In 1444, upon the death of Sukeharu, Suketaka inherited the headship of the clan at the age of thirty-six. He had twenty-five children, including Itō Sukekuni, Itō Sukemura, and many others. According to one account, Itō Sukeie should have been in line to succeed Sukeharu, but was murdered by Itō 祐郡 in a plot to usurp the successor to the headship. Unwilling to accept this treachery, the retainers ousted 祐郡 and backed Suketaka as the next head of the family. Suketaka then proceeded to eliminate those who opposed him, beginning with the Soi clan at Miyazaki Castle. From 1445, with the consent of the Tsuchimochi clan, he defeated the lords of castles in Kadogawa, Mukasa, and Kiyotake and brought them under his command.

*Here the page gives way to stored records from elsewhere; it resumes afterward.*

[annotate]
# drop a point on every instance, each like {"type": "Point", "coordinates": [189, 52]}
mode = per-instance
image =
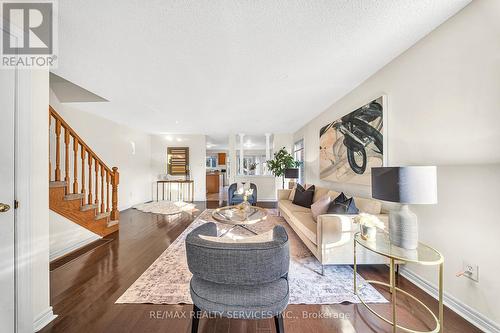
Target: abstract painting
{"type": "Point", "coordinates": [352, 145]}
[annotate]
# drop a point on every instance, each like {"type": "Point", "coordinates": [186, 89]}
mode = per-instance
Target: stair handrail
{"type": "Point", "coordinates": [113, 172]}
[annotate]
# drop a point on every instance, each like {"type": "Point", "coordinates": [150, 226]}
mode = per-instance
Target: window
{"type": "Point", "coordinates": [298, 154]}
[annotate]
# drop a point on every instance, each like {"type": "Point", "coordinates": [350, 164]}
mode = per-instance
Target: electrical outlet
{"type": "Point", "coordinates": [471, 271]}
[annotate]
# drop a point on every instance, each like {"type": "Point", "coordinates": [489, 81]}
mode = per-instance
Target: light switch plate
{"type": "Point", "coordinates": [472, 271]}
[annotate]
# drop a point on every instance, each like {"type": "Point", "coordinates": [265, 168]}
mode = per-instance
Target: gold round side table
{"type": "Point", "coordinates": [423, 255]}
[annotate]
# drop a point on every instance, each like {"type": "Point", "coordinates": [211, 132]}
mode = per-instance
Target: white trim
{"type": "Point", "coordinates": [474, 317]}
{"type": "Point", "coordinates": [73, 247]}
{"type": "Point", "coordinates": [43, 319]}
{"type": "Point", "coordinates": [24, 313]}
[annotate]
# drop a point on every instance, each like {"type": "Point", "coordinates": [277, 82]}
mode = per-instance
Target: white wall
{"type": "Point", "coordinates": [67, 236]}
{"type": "Point", "coordinates": [443, 109]}
{"type": "Point", "coordinates": [112, 142]}
{"type": "Point", "coordinates": [197, 156]}
{"type": "Point", "coordinates": [39, 198]}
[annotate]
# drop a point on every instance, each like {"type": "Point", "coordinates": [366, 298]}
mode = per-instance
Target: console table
{"type": "Point", "coordinates": [423, 255]}
{"type": "Point", "coordinates": [185, 189]}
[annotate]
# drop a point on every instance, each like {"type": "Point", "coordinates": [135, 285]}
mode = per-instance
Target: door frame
{"type": "Point", "coordinates": [24, 318]}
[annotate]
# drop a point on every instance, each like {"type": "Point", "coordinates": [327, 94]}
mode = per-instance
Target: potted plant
{"type": "Point", "coordinates": [282, 160]}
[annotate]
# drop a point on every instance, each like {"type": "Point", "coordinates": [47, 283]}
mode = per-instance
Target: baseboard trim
{"type": "Point", "coordinates": [73, 247]}
{"type": "Point", "coordinates": [44, 319]}
{"type": "Point", "coordinates": [474, 317]}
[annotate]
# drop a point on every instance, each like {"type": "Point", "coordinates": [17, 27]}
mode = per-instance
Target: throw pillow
{"type": "Point", "coordinates": [303, 197]}
{"type": "Point", "coordinates": [320, 207]}
{"type": "Point", "coordinates": [343, 205]}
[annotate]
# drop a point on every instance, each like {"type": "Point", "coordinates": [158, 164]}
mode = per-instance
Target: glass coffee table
{"type": "Point", "coordinates": [422, 255]}
{"type": "Point", "coordinates": [237, 216]}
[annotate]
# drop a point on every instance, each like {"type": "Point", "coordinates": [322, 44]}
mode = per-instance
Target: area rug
{"type": "Point", "coordinates": [166, 281]}
{"type": "Point", "coordinates": [166, 207]}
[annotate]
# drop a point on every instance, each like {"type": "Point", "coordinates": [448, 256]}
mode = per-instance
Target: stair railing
{"type": "Point", "coordinates": [79, 164]}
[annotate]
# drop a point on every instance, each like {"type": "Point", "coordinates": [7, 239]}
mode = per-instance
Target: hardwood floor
{"type": "Point", "coordinates": [84, 289]}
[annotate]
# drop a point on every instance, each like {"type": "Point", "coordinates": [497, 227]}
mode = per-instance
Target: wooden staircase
{"type": "Point", "coordinates": [86, 203]}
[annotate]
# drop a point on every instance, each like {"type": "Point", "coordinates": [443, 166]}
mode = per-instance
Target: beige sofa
{"type": "Point", "coordinates": [330, 238]}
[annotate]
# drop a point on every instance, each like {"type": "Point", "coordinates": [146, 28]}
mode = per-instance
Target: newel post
{"type": "Point", "coordinates": [115, 180]}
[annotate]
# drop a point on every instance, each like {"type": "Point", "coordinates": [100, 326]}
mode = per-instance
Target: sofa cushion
{"type": "Point", "coordinates": [369, 206]}
{"type": "Point", "coordinates": [342, 205]}
{"type": "Point", "coordinates": [303, 197]}
{"type": "Point", "coordinates": [333, 194]}
{"type": "Point", "coordinates": [320, 207]}
{"type": "Point", "coordinates": [290, 207]}
{"type": "Point", "coordinates": [319, 192]}
{"type": "Point", "coordinates": [306, 224]}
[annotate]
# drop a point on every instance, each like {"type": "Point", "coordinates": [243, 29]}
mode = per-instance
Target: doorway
{"type": "Point", "coordinates": [8, 84]}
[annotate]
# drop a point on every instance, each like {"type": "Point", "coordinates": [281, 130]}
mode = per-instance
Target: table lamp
{"type": "Point", "coordinates": [408, 185]}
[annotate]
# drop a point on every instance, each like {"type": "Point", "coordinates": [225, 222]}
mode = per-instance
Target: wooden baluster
{"type": "Point", "coordinates": [108, 180]}
{"type": "Point", "coordinates": [58, 151]}
{"type": "Point", "coordinates": [102, 188]}
{"type": "Point", "coordinates": [83, 174]}
{"type": "Point", "coordinates": [96, 183]}
{"type": "Point", "coordinates": [75, 165]}
{"type": "Point", "coordinates": [90, 178]}
{"type": "Point", "coordinates": [66, 157]}
{"type": "Point", "coordinates": [50, 164]}
{"type": "Point", "coordinates": [115, 180]}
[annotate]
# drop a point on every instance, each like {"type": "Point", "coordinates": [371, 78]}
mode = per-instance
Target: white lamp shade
{"type": "Point", "coordinates": [407, 185]}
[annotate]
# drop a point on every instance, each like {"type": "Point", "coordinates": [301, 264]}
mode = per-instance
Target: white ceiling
{"type": "Point", "coordinates": [217, 67]}
{"type": "Point", "coordinates": [250, 142]}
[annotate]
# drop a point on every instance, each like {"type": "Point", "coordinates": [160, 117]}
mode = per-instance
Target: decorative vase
{"type": "Point", "coordinates": [368, 233]}
{"type": "Point", "coordinates": [403, 228]}
{"type": "Point", "coordinates": [245, 205]}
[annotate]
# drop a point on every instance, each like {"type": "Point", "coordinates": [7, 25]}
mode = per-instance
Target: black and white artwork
{"type": "Point", "coordinates": [352, 145]}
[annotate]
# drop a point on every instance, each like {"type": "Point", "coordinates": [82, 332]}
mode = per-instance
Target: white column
{"type": "Point", "coordinates": [232, 159]}
{"type": "Point", "coordinates": [241, 152]}
{"type": "Point", "coordinates": [268, 146]}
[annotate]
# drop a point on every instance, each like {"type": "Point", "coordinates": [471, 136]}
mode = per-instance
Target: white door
{"type": "Point", "coordinates": [7, 111]}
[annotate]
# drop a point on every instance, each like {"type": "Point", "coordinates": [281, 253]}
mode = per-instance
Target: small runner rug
{"type": "Point", "coordinates": [166, 281]}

After demonstrating his military might in Hyūga, Suketaka sought to become the military governor, but was opposed by the Tsuchimochi clan so could not obtain the position. As a result, in 1456, he initiated military action, eliminating Tsuchimochi Kanetsuna of Takarabe and expelling the Tsuchimochi clan from a broad area of flatlands. He then garnered control of the area extending to Kadogawa in the north and Shiwasuzaki in the south, strengthening the presence of the Itō inside and outside of Hyūga.
In 1461, Suketaka dispatched a messenger to Kyōto and obtained a letter from Ashikaga Yoshimasa, the eighth shōgun of the Muromachi bakufu stating “Retainers of the Itō shall be in the three provinces of Satsuma, Ōsumi, and Hyūga with the exception of Shibuya for the Shimazu.” There is a high likelihood, however, that this document was fabricated by the Itō clan.
Suketaka maintained friendly relations with the Shimazu clan. In 1464, he met with Shimazu Tatsuhisa on Mount Udo and arranged a settlement between the clans. His second daughter, Kyōdō-fujin, wed Tatsuhisa. In 1480, however, after the Shimazu army attacked Shiwasuzaki Castle, the two clans came into conflict again.
In 1485, Suketaka intervened in an internal conflict in the Shimazu clan and clashed with Shimazu Tadamasa. Upon request of Shimazu Hisayasu of the Izaku family (a cadet family of the Shimazu), Suketaka deployed along with his son, Sukekuni, to attack Niiro Tadatsugu at Obi Castle in the southern portion of Hyūga. During the deployment, he died at Kiyotake Castle. He was seventy-seven years old.